The objective of this study was to evaluate the long-term effectiveness of the Utah's Create Better Health adult nutrition curriculum 6 months after participants completed the program. Impact on nutrition, physical activity, food safety, and food resource management behaviors were evaluated.
Study Design, Setting, Participants
Adult participants (n = 150) in SNAP-Ed classes were contacted via email or phone 6 months after completing a series of 4-8 Create Better Health classes. Participants completed a 24-question retrospective pre-post survey. Survey respondents were asked 24 nutrition, physical activity, and food resource management questions.
Respondents were asked to identify the frequency of behaviors prior to and after participating in the Create Better Health series. Questions included the frequency of making healthy food and physical activity choices consistent with the Dietary and Physical Activity Guidelines for Americans. Food resource management practices were also assessed. Responses were compared using paired t-tests and effect size was calculated using Cohen's d.

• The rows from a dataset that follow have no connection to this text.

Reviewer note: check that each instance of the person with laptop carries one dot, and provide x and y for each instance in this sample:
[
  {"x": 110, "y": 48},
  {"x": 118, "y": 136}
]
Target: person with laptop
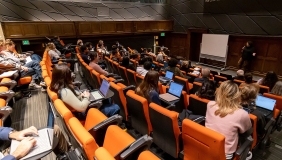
[
  {"x": 94, "y": 59},
  {"x": 28, "y": 142},
  {"x": 173, "y": 68},
  {"x": 248, "y": 101},
  {"x": 226, "y": 116},
  {"x": 76, "y": 100},
  {"x": 149, "y": 88}
]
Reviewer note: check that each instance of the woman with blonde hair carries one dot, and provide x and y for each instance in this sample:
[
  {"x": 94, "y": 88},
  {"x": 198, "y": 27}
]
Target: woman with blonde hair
[
  {"x": 277, "y": 89},
  {"x": 226, "y": 116}
]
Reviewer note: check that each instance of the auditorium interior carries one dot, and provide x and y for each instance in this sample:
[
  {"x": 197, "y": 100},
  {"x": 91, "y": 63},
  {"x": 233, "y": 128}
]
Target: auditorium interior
[{"x": 191, "y": 32}]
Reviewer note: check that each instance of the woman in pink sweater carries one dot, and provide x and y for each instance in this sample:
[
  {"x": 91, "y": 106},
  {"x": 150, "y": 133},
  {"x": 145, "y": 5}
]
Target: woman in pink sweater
[{"x": 226, "y": 116}]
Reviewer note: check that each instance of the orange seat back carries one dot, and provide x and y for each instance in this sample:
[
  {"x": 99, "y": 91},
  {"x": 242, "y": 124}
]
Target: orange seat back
[
  {"x": 116, "y": 140},
  {"x": 200, "y": 142},
  {"x": 119, "y": 99},
  {"x": 165, "y": 136},
  {"x": 139, "y": 111}
]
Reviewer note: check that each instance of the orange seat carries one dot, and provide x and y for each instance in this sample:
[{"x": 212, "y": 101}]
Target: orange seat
[
  {"x": 24, "y": 80},
  {"x": 165, "y": 136},
  {"x": 139, "y": 111},
  {"x": 119, "y": 99},
  {"x": 147, "y": 155},
  {"x": 200, "y": 142},
  {"x": 198, "y": 105},
  {"x": 187, "y": 86}
]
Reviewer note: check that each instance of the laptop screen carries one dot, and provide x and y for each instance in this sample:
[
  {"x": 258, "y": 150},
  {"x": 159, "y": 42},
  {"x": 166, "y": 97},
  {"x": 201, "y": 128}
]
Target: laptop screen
[
  {"x": 175, "y": 89},
  {"x": 104, "y": 87},
  {"x": 165, "y": 64},
  {"x": 168, "y": 74},
  {"x": 264, "y": 102}
]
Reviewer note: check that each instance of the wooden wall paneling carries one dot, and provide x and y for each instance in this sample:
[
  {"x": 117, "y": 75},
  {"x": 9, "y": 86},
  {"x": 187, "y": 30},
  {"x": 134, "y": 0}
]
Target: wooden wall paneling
[
  {"x": 68, "y": 29},
  {"x": 13, "y": 30},
  {"x": 96, "y": 27},
  {"x": 43, "y": 29},
  {"x": 29, "y": 29},
  {"x": 55, "y": 29},
  {"x": 108, "y": 27}
]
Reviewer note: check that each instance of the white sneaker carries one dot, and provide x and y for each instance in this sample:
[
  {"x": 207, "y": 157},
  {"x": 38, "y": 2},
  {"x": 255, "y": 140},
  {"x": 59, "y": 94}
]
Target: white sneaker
[{"x": 249, "y": 156}]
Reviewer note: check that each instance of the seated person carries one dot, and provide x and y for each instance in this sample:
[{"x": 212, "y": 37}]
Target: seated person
[
  {"x": 84, "y": 54},
  {"x": 79, "y": 42},
  {"x": 76, "y": 101},
  {"x": 27, "y": 143},
  {"x": 127, "y": 64},
  {"x": 226, "y": 116},
  {"x": 185, "y": 66},
  {"x": 59, "y": 46},
  {"x": 93, "y": 63},
  {"x": 10, "y": 62},
  {"x": 269, "y": 80},
  {"x": 248, "y": 101},
  {"x": 207, "y": 90},
  {"x": 150, "y": 52},
  {"x": 249, "y": 81},
  {"x": 149, "y": 88},
  {"x": 277, "y": 89},
  {"x": 172, "y": 67},
  {"x": 142, "y": 70},
  {"x": 89, "y": 46},
  {"x": 240, "y": 75},
  {"x": 205, "y": 76},
  {"x": 115, "y": 56},
  {"x": 160, "y": 57},
  {"x": 52, "y": 51},
  {"x": 101, "y": 48}
]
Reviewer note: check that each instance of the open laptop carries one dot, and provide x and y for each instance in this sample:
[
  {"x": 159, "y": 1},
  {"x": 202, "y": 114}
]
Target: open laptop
[
  {"x": 173, "y": 94},
  {"x": 265, "y": 105},
  {"x": 168, "y": 76},
  {"x": 101, "y": 93}
]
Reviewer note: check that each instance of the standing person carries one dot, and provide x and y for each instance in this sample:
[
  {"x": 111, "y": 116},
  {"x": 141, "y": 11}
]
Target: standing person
[
  {"x": 226, "y": 116},
  {"x": 248, "y": 53}
]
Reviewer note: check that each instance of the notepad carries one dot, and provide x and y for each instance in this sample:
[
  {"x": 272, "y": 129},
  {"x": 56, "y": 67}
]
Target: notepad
[{"x": 43, "y": 144}]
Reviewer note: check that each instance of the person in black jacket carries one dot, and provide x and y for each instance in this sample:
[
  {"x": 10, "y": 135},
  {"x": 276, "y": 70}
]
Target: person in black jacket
[{"x": 247, "y": 55}]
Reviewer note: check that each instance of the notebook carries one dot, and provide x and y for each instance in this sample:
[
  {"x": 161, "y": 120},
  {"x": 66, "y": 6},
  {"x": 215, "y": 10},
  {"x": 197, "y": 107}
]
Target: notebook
[
  {"x": 265, "y": 105},
  {"x": 101, "y": 93},
  {"x": 173, "y": 93},
  {"x": 43, "y": 145},
  {"x": 168, "y": 76}
]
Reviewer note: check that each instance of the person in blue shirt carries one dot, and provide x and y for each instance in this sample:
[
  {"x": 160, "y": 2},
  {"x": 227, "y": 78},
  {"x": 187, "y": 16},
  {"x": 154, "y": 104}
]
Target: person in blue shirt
[
  {"x": 149, "y": 87},
  {"x": 27, "y": 142}
]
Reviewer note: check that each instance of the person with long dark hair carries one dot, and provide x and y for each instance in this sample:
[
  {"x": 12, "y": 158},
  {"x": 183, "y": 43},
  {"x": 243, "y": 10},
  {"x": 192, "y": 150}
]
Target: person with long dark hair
[
  {"x": 76, "y": 101},
  {"x": 248, "y": 52},
  {"x": 207, "y": 90},
  {"x": 269, "y": 80},
  {"x": 149, "y": 87}
]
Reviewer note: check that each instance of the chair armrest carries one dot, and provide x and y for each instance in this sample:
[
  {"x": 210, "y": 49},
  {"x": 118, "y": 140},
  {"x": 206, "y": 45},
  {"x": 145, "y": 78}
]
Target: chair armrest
[
  {"x": 11, "y": 84},
  {"x": 131, "y": 87},
  {"x": 142, "y": 143},
  {"x": 245, "y": 147},
  {"x": 109, "y": 75},
  {"x": 118, "y": 81},
  {"x": 113, "y": 119},
  {"x": 170, "y": 107},
  {"x": 200, "y": 120},
  {"x": 8, "y": 95}
]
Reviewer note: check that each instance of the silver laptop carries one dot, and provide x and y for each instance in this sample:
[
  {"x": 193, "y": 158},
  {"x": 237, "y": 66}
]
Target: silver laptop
[
  {"x": 168, "y": 76},
  {"x": 265, "y": 105},
  {"x": 173, "y": 93},
  {"x": 101, "y": 93}
]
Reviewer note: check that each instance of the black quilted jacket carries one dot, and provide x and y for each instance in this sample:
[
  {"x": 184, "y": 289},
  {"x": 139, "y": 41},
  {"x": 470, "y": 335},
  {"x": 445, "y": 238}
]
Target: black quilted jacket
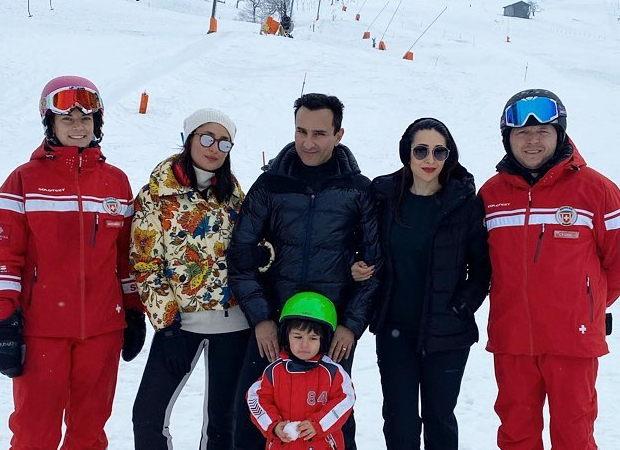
[
  {"x": 459, "y": 267},
  {"x": 315, "y": 235}
]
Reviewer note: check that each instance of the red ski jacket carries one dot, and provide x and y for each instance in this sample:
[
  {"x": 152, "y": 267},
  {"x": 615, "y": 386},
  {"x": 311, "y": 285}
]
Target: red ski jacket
[
  {"x": 65, "y": 220},
  {"x": 318, "y": 390},
  {"x": 555, "y": 255}
]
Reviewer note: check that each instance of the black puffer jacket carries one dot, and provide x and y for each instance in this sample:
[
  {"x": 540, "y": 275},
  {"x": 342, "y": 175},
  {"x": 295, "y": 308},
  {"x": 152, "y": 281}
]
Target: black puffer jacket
[
  {"x": 459, "y": 268},
  {"x": 315, "y": 234}
]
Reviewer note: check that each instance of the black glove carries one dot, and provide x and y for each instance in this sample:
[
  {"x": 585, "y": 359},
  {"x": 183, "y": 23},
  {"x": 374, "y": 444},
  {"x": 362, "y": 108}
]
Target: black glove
[
  {"x": 135, "y": 334},
  {"x": 247, "y": 257},
  {"x": 175, "y": 350},
  {"x": 12, "y": 348},
  {"x": 462, "y": 311}
]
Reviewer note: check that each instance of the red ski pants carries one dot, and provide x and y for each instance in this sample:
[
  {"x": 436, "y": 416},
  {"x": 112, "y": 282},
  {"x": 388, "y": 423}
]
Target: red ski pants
[
  {"x": 568, "y": 383},
  {"x": 73, "y": 377}
]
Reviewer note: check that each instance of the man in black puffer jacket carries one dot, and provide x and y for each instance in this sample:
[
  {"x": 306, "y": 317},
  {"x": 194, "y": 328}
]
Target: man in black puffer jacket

Respondents reported statistically significant improvements in several behaviors 6 months after participating in Create Better Health classes including consuming recommended amounts of fruits (P < .001, r = 1.01), vegetables (P < .001, r = .85), stretching food dollars to last the month (P < .001, r = .56), and being active for at least 30 minutes 5 times a week (P < .001, r = .85).
Utah SNAP-Ed's curriculum, Create Better Health, helps adult participants make and sustain healthy behavior changes for at least six months after participating in classes. This long-term behavior changes may help reduce some of the health disparities often experienced by limited resource individuals.